Quando dico che una cosa, se ben raccontata, incontra il mio interesse, intendo che quella stessa cosa posso applicarla in vari campi. Il mio errore più grande è stato pensare per compartimenti stagni e relegare certi argomenti a un’area più nerd, dove possono entrare solo pochi eletti. Un errore che vedo fare anche ad altri allontanando tante persone da settori di grande fascino.
Riporto la definizione di innovazione che Jacopo e Daniele hanno ripreso dall’Oxford Dictionary e che afferma più o meno come innovare significa apportare cambiamenti a qualcosa di già esistente, attraverso nuovi metodi, idee o prodotti. Bene. Diciamo che vogliamo applicare la stessa definizione in un rapporto di coppia che sta attraversando una fase di crisi. Qual è la frase più usata? Bisogna cambiare qualcosa. Quindi la coppia si impegna apportando delle novità, magari una scuola di ballo, una vacanza, lezioni di cucina. Ma perché questo generi valore e quindi la storia vada avanti, le persone devono sentirsi coinvolte, altrimenti meglio abbandonare il progetto.
Facciamo un altro esempio più calzante sul turismo (che farà in seguito un’altra rockstar come Massimo Canducci, Chief Innovation Officer presso Engineering). In particolare concentriamoci sulle prenotazioni e sul modo in cui di solito le facciamo. A seconda che si tratti di un biglietto del treno o di un aereo, abbiamo varie opzioni. Ma in questo processo, possiamo apportare un cambiamento che genera più valore, magari facendoci risparmiare tempo e situazioni spiacevoli. L’altro giorno dovevo prendere i mezzi per andare a Roma: sono uscita tutta contenta pensando di comprare i biglietti dal tabaccaio, peccato che quello più vicino fosse chiuso e il treno sarebbe passato di lì a poco. Ok, faccio i biglietti online e passo i restanti dieci minuti rivolgendomi a santità varie perché in quel punto la rete va e viene. Quanto sarebbe stato bello, veloce e meno blasfemo se avessi potuto fare tutto a casa tramite Alexa, con una connessione Wi-Fi stabile?
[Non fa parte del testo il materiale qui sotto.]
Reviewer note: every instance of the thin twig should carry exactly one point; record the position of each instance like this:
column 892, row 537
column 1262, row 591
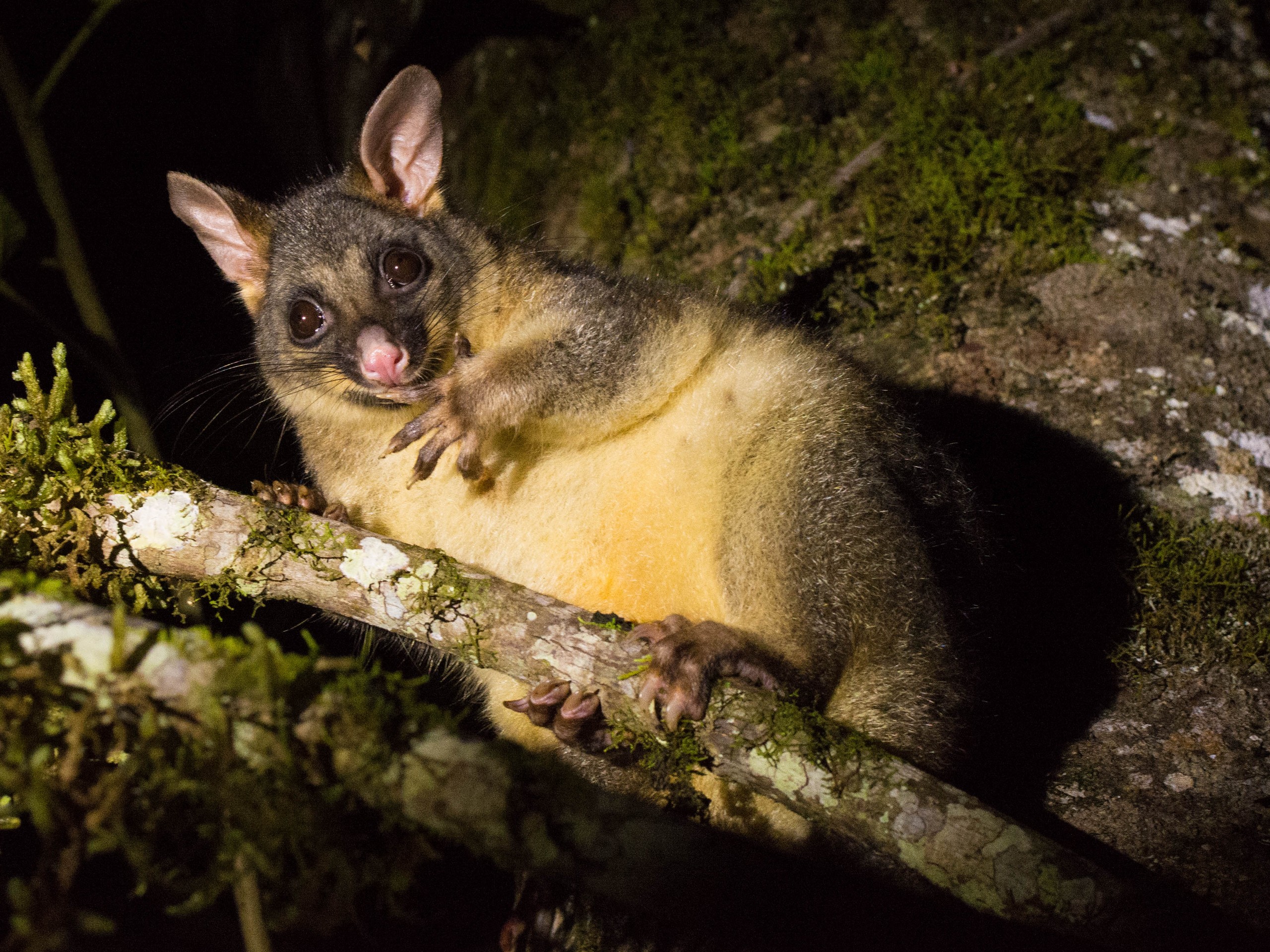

Ritornando e concludendo questo discorso, torna sempre la centralità dell’essere umano che può e deve introdurre dei cambiamenti, avendo la possibilità di accedere alle risorse per farlo e sentendosi coinvolto a farlo.
RIEPILOGONE PARTE SECONDA – Si pronuncia tanto la parola innovazione come se questa da sola fosse in grado di generare valore, come se lo fosse essa stessa. Ma innovare non significa aggiungere funzionalità a un processo e il gioco è fatto, perché, come ci ricordano durante il BTO, non esistono formule precotte che vanno bene per tutti e soprattutto non esiste cambiamento che non richieda il coinvolgimento di quanti a questo cambiamento devono partecipare.